Pa. chocolate company responds to hiring bias suit
PITTSBURGH (AP) — A woman has sued a chocolates-and-milkshake shop, saying she was fired for hiring a black woman instead of a white, “all-American girl.”
Officials with Edward Marc Chocolatier, which does business as The Milk Shake Factory on the city’s South Side, didn’t address the specific claims made in the federal lawsuit filed today by 43-year-old Denise Beloncis, but they said they believe the litigation will be “successfully resolved.”
The Pittsburgh woman said she was fired in November 2012, about three months after she was hired as the store’s general manager.
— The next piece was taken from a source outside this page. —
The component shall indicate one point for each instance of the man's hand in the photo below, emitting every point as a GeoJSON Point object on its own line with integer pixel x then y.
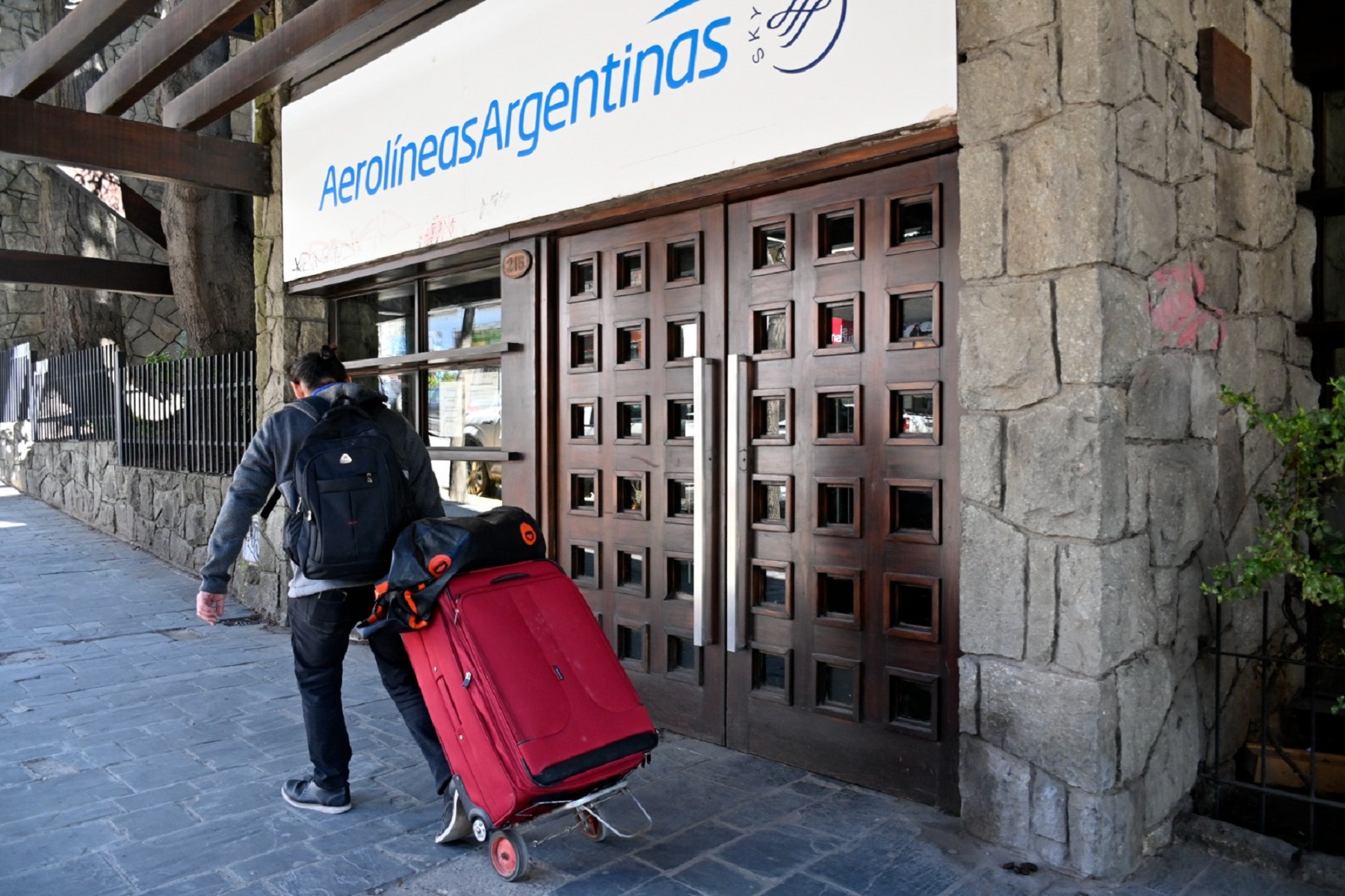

The plaintiff claims a supervisor specifically told her not to hire men and to hire “the all-American girl,” which the lawsuit described as blonde, blue-eyed and college-educated — preferably at Duquesne University, a Catholic school in the city.
Beloncis’ attorney, Sam Cordes, said she was fired when she instead hired a young black woman.
“As a nation we have determined that a person should not pay a price for opposing race or sex discrimination,” Cordes said. “Here, the price Ms. Beloncis paid for doing the right thing was her job. The law does not allow an employer to charge that kind of price.”
According to the company’s website, the family-owned business was founded about 90 years ago by immigrants who have passed down recipes for handcrafted chocolates that the founders “carried with them from the family kitchen back in Greece.”